TO-DO: document the original parent checkpoint or initialization source for
Aitana-2B-S-base-IP-1.0.

### Training data

TO-DO: document the training corpora, language distribution, preprocessing steps,
deduplication policy, anonymization steps, and data filtering criteria.

### Training hyperparameters

TO-DO: document the effective batch size, learning rate schedule, optimizer setup,
number of epochs or tokens seen, sequence length used during training, and hardware.

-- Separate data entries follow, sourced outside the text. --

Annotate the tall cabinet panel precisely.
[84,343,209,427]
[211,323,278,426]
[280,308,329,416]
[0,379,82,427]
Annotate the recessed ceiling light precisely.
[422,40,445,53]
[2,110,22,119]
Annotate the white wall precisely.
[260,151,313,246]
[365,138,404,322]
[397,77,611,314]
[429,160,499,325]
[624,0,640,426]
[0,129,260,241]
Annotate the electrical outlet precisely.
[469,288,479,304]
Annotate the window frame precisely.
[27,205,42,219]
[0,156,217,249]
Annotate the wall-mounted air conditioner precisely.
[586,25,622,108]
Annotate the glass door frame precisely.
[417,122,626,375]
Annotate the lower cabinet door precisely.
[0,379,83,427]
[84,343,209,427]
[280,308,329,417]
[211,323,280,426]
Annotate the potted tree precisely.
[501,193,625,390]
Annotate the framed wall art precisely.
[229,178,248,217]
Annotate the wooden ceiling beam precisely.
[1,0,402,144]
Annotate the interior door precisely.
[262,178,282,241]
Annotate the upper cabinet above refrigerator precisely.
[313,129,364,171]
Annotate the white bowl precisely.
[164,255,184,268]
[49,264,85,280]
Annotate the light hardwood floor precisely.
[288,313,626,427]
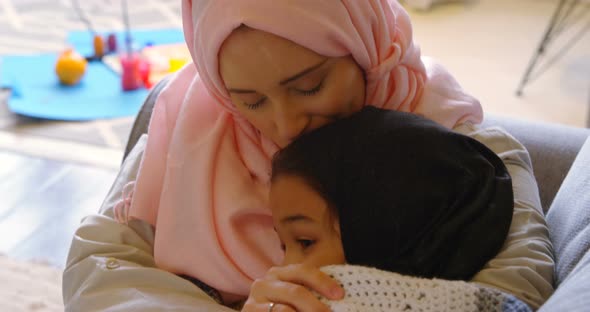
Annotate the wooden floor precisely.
[0,151,117,267]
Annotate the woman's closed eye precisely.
[297,238,315,250]
[295,79,324,96]
[244,96,266,109]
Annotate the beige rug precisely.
[0,256,64,312]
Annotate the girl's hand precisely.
[242,264,344,312]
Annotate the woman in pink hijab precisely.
[64,0,553,311]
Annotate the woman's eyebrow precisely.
[280,59,328,86]
[227,59,328,94]
[281,214,313,223]
[227,88,256,94]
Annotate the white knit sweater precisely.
[320,265,531,312]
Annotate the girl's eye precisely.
[297,239,315,249]
[297,80,324,96]
[244,97,266,110]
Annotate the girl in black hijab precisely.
[270,106,513,280]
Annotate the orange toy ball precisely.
[55,49,88,86]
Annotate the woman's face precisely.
[269,175,346,267]
[219,27,365,148]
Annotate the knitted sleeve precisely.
[320,265,531,312]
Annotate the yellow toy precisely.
[55,49,88,86]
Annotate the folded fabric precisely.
[318,265,532,312]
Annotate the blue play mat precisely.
[0,29,184,121]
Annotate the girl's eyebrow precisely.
[280,58,328,86]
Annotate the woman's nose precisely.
[275,104,310,147]
[281,250,303,265]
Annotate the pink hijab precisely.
[116,0,483,296]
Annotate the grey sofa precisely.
[125,79,590,311]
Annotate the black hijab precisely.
[273,106,513,280]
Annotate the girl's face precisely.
[219,27,365,148]
[270,175,346,267]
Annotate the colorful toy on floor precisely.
[55,49,87,86]
[107,34,117,53]
[92,34,105,59]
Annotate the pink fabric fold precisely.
[125,0,483,296]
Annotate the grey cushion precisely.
[547,139,590,288]
[483,114,590,213]
[539,244,590,312]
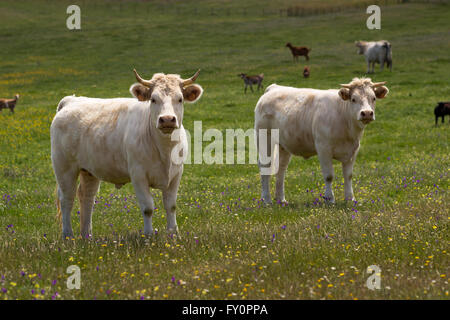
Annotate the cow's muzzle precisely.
[158,116,178,133]
[359,110,375,124]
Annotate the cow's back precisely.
[255,85,338,158]
[50,97,143,183]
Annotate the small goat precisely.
[238,73,264,93]
[0,94,19,113]
[286,42,311,62]
[303,66,310,78]
[434,102,450,126]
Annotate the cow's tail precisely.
[270,144,280,175]
[384,41,392,70]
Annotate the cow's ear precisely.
[338,88,350,100]
[373,86,389,99]
[130,83,151,101]
[183,84,203,103]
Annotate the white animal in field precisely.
[255,78,389,204]
[50,71,203,238]
[355,40,392,73]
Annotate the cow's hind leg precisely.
[342,155,356,201]
[55,168,78,239]
[275,146,291,203]
[77,170,100,238]
[163,173,181,235]
[255,126,274,204]
[131,178,155,236]
[317,150,335,203]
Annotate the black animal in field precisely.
[434,102,450,125]
[0,94,19,113]
[238,73,264,93]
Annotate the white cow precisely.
[50,71,203,238]
[255,78,389,204]
[355,40,392,73]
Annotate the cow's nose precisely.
[159,116,177,126]
[361,111,373,119]
[361,110,374,122]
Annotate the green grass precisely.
[0,0,450,299]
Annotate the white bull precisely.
[50,71,203,238]
[255,78,389,204]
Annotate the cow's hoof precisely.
[63,233,73,240]
[167,226,179,237]
[277,199,289,206]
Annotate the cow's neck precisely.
[342,101,364,141]
[149,125,180,170]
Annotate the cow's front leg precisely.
[342,155,356,201]
[132,180,155,236]
[163,173,181,235]
[275,146,291,203]
[317,151,335,203]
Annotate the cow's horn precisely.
[372,81,386,88]
[133,69,152,88]
[183,69,200,87]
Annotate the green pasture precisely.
[0,0,450,299]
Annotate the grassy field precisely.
[0,0,450,299]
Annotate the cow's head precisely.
[339,78,389,128]
[130,70,203,135]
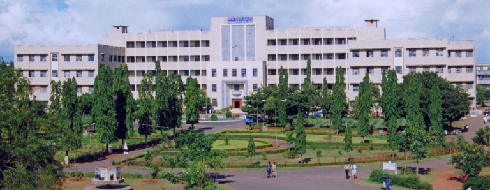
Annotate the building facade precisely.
[15,15,476,109]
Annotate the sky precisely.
[0,0,490,63]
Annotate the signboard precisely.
[383,161,397,175]
[228,17,254,24]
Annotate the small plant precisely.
[262,152,267,160]
[225,111,232,118]
[211,113,218,121]
[225,137,230,145]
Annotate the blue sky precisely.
[0,0,490,63]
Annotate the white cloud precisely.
[0,0,490,62]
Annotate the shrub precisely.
[262,152,267,160]
[211,113,218,121]
[225,111,232,118]
[463,176,490,190]
[282,150,298,159]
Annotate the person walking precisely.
[344,164,350,179]
[350,164,357,179]
[267,162,271,178]
[271,162,277,179]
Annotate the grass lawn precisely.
[213,139,265,149]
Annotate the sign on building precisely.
[228,17,254,24]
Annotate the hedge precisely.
[368,169,433,190]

## Technical specifications

### Model architecture and objective

- architecture: decoder-only causal language model
- implementation class: `LlamaForCausalLM`
- hidden size: `2048`
- intermediate size: `5440`
- layers: `24`
- attention heads: `16`
- key/value heads: `16`
- maximum position embeddings: `8192`
- vocabulary size: `256000`
- BOS token id: `1`
- EOS token id: `2`
- PAD token id: `3`

### Tokenizer

The tokenizer files in this repository define:

- BOS token: `<s>`
- EOS token: `</s>`
- PAD token: `<pad>`
- UNK token: `<unk>`

### Hardware and software

The repository is packaged for the Hugging Face `transformers` library.
Specific training hardware and training software details should be documented by the
model authors if they are intended to be part of the public model card.

## Additional information

### Author

TO-DO: confirm the author list and institutional attribution to be displayed in the
public model card.

### Contact

TO-DO: add a contact email or project contact point.

### License

TO-DO: confirm the license for this checkpoint and add it both here and in
`config.json` if desired.

### Funding

TO-DO: add funding information if this checkpoint is part of a funded project.

### Disclaimer

This repository contains a base language model checkpoint. Base models can reflect
biases present in their training data and may generate inaccurate, misleading, or
unsafe content. Anyone deploying this model, or systems built on top of it, is
responsible for evaluating those risks and ensuring compliance with applicable legal,
ethical, and operational requirements.